What is event-driven architecture? How Halodoc is building event-centric systems using Kafka

Eventing based Architecture Feb 21, 2022

Introduction to event-driven architecture

What is an event? An event is the trigger or the cause that starts an activity or a set of activities. An event is a change of state of some key business system. For instance, somebody buys a product, someone else checks in for a flight, or a bus is arriving late somewhere.

The real world around us is the quintessential example of an event-driven system. We wake up when the day breaks. We change our driving routes when there is congestion ahead. We eat when we are hungry.
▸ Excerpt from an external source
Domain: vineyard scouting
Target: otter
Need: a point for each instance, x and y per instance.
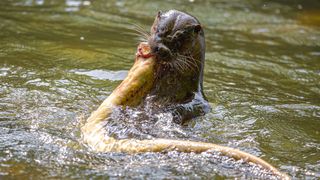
(178, 44)
(168, 71)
Similarly, in business workflows, events drive the actions and hence event-driven architecture is a natural choice.

With the advent of Big-Data over the past few years, there’s been a movement from focusing on data at rest, to focusing on events (event-driven architecture).

The shift to event-driven architecture means moving from a data-centric model (focusing on collection and storage of data around which to build applications) to an event-centric model (focusing on processing data-in-flight and responding to events) which also enables fault-tolerant asynchronous communication between sub-systems (various micro-services) using events instead of commands (REST, RPC etc).

Shift To Event-driven Systems (Credits - Google Images)

So, how does Halodoc utilise event-driven systems?

Event-driven architecture at Halodoc - Where and Why?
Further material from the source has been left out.